A synergy of art and technology

Martin’s key research goal is to enable creative human robot teams. Working with Sicchio “challenges my team to handle all aspects of the human-robot interaction technology stack: sensing, perception, tasking and motion generation,” he said.

Last month, the team put on three teaser performances to showcase the new advancements in the project. 

The performances were held at The Anderson in front of live audiences. Each performance featured two dancers, Isadora and a guest performer from the audience. Sicchio was live coding the dancers (who were wearing haptics on their arms) and the robot at the same time, giving them general directions which the dancers would then interpret.  

“We had different pulses to tell us where to go,” Virtue said. “Then the robot would either follow us or try to get away from us. That was kind of the improv part. We didn’t know what arm was going to buzz or where we were going to go.”

Despite the seemingly converse relationship, Sicchio and Martin said there is actually a synergy between the mediums of art and technology, which has become apparent with this project.

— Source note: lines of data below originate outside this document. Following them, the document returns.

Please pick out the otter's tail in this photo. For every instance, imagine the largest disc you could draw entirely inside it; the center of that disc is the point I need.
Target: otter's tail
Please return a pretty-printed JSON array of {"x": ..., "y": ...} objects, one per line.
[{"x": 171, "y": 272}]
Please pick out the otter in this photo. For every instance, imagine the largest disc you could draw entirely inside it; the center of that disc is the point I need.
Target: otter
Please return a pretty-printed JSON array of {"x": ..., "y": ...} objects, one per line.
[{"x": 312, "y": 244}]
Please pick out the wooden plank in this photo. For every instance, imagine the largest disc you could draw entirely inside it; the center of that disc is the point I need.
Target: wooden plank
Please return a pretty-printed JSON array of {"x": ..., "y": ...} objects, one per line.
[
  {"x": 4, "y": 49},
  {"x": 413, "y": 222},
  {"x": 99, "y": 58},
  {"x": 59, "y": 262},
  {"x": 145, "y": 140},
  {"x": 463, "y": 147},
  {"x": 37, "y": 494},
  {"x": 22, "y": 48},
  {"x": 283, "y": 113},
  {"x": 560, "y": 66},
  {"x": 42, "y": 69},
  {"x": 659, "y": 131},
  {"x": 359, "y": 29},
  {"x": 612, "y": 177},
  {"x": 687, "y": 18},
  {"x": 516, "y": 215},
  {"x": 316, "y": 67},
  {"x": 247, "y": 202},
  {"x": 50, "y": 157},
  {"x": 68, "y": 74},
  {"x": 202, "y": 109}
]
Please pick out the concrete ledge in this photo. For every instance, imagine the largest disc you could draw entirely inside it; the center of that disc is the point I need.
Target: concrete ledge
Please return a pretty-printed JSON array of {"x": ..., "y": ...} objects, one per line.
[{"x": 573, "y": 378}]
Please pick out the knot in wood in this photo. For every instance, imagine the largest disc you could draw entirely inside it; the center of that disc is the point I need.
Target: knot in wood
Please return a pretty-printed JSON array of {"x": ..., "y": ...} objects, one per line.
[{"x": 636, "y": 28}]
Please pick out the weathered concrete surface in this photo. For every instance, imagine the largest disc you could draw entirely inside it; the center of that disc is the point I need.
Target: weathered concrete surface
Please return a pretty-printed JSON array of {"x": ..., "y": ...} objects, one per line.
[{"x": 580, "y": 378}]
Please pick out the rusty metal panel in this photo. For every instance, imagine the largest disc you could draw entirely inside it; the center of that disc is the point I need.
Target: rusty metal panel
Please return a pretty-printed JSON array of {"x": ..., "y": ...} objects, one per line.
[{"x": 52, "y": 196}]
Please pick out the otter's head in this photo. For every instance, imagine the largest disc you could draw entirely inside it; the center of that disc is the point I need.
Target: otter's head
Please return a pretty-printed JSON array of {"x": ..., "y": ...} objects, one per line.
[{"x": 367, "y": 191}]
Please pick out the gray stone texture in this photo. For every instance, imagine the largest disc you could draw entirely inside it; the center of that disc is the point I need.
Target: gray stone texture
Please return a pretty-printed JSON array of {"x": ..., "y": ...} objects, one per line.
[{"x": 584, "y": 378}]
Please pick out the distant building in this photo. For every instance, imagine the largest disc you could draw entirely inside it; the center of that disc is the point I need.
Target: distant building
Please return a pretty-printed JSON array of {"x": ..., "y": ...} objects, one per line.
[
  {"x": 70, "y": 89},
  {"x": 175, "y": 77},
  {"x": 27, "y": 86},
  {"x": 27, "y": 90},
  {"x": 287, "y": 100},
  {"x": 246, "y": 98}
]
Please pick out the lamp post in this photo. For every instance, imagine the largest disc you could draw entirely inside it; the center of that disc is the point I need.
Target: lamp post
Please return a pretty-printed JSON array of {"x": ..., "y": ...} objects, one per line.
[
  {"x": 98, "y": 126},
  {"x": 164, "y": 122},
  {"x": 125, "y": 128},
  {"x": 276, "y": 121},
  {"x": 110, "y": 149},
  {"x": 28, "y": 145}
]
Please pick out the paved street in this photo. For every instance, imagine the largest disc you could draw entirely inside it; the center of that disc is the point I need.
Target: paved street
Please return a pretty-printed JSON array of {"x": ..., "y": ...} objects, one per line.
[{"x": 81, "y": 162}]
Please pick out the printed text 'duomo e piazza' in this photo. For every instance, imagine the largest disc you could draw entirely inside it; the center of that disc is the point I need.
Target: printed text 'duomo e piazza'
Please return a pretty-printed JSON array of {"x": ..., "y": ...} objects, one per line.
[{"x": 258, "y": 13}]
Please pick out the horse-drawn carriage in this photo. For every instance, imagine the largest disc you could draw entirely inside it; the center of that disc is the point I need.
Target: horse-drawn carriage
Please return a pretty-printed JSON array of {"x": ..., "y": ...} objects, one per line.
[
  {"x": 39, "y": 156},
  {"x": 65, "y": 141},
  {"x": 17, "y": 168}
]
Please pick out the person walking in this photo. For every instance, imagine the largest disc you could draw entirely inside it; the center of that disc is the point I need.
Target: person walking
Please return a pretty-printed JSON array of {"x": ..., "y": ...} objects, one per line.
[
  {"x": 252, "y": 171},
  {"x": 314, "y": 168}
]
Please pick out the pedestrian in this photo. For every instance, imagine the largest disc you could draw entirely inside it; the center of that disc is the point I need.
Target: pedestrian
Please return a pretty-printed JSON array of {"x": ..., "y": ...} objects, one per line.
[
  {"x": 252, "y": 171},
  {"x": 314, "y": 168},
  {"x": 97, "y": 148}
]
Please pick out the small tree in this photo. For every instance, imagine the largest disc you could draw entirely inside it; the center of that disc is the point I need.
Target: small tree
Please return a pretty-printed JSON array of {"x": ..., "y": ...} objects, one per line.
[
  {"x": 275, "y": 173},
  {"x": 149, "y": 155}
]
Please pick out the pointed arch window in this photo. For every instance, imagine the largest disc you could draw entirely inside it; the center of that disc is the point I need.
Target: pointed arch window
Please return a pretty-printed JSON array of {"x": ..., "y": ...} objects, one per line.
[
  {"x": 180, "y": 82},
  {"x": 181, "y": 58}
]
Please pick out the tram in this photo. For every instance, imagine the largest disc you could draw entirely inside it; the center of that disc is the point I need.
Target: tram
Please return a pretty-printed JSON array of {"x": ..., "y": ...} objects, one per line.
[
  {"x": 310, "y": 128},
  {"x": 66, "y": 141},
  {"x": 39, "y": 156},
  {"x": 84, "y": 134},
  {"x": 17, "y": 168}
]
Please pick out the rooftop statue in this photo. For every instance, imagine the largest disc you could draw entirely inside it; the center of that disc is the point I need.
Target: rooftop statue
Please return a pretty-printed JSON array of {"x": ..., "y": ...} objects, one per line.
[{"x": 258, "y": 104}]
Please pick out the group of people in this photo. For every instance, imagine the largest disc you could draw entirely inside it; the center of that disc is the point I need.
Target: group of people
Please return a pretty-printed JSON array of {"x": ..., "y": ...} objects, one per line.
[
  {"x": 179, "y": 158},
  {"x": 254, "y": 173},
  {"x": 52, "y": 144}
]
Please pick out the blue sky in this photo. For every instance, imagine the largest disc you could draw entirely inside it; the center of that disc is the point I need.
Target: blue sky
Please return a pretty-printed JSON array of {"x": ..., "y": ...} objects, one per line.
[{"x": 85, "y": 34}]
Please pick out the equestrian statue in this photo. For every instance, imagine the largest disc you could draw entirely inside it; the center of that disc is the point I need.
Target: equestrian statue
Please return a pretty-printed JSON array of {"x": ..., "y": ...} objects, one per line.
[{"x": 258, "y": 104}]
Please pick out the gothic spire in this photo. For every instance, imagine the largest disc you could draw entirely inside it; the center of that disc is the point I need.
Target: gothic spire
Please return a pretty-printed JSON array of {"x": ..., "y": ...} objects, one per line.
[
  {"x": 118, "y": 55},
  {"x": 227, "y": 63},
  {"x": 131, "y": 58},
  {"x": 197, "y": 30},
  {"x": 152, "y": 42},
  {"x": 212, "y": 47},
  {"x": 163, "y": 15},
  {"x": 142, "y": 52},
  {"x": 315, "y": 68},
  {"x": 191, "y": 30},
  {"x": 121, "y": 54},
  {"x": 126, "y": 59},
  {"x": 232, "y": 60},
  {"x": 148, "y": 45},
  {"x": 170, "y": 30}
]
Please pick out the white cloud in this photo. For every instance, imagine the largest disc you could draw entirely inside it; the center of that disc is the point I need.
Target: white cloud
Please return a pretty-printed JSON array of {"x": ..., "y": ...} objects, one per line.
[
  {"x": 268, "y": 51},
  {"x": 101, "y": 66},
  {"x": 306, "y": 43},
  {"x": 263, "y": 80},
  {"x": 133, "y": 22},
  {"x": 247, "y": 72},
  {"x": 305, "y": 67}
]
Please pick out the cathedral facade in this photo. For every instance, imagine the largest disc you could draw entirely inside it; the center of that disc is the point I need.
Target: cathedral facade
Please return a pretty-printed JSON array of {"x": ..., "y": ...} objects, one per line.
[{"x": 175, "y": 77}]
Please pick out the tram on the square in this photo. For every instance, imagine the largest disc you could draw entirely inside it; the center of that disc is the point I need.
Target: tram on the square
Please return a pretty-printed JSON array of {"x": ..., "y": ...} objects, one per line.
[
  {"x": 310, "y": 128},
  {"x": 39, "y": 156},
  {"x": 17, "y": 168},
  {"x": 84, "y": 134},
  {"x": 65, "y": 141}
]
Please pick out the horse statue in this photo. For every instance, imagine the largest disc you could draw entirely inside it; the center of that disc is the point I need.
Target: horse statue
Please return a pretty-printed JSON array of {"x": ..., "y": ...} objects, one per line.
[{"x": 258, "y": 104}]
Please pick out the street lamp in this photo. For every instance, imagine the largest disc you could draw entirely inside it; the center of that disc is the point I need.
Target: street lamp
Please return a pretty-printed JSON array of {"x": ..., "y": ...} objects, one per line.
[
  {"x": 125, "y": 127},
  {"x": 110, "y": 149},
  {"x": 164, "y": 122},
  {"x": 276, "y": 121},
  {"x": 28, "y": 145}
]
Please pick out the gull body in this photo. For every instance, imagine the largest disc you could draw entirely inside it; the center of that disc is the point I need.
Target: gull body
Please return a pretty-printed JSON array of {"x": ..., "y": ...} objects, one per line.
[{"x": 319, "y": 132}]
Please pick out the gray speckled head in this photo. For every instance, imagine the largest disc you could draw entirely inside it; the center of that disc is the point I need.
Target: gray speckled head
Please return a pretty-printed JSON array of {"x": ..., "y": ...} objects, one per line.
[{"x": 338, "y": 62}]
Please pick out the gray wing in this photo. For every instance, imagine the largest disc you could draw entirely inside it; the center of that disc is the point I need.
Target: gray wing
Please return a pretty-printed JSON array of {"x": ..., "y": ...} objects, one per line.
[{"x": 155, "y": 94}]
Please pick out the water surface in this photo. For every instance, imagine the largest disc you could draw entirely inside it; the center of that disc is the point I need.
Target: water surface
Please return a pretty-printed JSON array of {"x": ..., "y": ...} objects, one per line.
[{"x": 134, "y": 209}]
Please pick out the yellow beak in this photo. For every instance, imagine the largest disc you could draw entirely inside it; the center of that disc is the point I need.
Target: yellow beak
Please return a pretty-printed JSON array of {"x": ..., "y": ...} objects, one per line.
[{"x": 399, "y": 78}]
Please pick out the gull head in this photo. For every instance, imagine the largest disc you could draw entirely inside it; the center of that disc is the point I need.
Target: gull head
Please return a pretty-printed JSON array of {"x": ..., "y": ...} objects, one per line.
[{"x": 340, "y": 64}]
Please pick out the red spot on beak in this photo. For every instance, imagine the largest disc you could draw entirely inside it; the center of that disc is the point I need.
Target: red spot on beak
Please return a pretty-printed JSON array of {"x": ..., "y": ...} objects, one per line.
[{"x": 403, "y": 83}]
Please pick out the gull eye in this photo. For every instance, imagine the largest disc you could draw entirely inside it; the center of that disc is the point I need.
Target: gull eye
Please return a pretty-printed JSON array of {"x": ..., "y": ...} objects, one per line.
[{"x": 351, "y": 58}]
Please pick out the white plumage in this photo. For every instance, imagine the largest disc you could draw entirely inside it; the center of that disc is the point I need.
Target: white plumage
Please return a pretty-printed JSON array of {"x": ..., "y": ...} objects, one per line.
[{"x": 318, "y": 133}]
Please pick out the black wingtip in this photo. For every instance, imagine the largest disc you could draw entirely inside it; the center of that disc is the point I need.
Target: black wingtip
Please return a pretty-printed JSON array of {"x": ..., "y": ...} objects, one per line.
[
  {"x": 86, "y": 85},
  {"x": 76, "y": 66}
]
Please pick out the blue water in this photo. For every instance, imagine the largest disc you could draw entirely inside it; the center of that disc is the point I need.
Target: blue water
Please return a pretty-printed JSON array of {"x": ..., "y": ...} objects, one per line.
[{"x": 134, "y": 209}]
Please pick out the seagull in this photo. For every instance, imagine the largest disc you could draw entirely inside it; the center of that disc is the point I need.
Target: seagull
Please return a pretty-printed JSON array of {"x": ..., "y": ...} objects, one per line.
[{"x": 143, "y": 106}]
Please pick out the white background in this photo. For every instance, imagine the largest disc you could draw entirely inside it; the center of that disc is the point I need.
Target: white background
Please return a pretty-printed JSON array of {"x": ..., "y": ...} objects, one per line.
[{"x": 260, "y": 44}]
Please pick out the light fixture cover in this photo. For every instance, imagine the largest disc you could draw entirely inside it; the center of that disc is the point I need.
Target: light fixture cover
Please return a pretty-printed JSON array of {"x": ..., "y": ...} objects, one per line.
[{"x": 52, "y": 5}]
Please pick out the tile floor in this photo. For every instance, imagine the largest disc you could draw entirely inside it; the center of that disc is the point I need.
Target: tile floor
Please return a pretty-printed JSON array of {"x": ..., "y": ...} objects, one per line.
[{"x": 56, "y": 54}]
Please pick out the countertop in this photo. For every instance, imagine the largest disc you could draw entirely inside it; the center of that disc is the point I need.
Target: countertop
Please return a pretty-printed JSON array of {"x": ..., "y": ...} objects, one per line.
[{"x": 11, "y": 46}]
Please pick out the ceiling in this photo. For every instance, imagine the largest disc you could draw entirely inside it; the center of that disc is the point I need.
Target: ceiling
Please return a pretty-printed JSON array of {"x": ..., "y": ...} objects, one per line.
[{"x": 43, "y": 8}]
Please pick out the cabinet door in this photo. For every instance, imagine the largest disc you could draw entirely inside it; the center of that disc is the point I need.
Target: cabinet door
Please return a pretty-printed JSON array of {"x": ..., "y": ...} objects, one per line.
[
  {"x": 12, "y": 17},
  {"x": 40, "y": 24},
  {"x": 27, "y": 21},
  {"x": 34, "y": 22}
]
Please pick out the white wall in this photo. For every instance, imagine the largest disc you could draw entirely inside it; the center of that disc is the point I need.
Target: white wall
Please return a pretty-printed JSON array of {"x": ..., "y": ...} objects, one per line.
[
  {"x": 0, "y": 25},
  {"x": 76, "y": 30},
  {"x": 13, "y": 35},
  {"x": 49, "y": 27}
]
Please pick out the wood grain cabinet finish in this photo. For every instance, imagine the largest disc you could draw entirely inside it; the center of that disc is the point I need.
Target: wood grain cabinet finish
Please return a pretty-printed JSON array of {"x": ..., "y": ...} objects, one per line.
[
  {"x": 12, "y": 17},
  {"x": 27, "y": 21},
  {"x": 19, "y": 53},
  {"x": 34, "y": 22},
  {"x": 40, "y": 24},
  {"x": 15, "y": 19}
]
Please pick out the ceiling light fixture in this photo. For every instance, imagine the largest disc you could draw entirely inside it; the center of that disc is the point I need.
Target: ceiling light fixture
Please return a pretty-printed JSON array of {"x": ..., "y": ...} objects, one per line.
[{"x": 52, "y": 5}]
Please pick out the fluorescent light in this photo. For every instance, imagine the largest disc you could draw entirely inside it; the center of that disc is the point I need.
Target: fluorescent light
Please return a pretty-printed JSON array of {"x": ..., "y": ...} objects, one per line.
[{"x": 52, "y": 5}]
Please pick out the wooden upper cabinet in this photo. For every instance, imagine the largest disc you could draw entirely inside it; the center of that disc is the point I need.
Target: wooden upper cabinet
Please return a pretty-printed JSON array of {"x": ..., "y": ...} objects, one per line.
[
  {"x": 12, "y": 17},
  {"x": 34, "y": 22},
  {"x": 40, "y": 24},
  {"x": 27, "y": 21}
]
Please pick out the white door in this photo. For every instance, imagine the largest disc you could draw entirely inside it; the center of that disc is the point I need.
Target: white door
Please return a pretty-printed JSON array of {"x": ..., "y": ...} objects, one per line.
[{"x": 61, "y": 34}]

“When we’re working on making new movement algorithms on the engineering side, that comes from making a new choreography and vice versa,” Sicchio aid. “When we make a new advancement on the engineering side, that feeds into the dance and the choreography in a meaningful way.

“One of the things that’s interesting about this project is that it’s not like dance is just serving engineering or that engineering is just serving dance performance. Martin and I have really found this symbiotic relationship between the art and the technology, which, I think, doesn’t happen often. We’ve really stumbled upon a special collaboration.”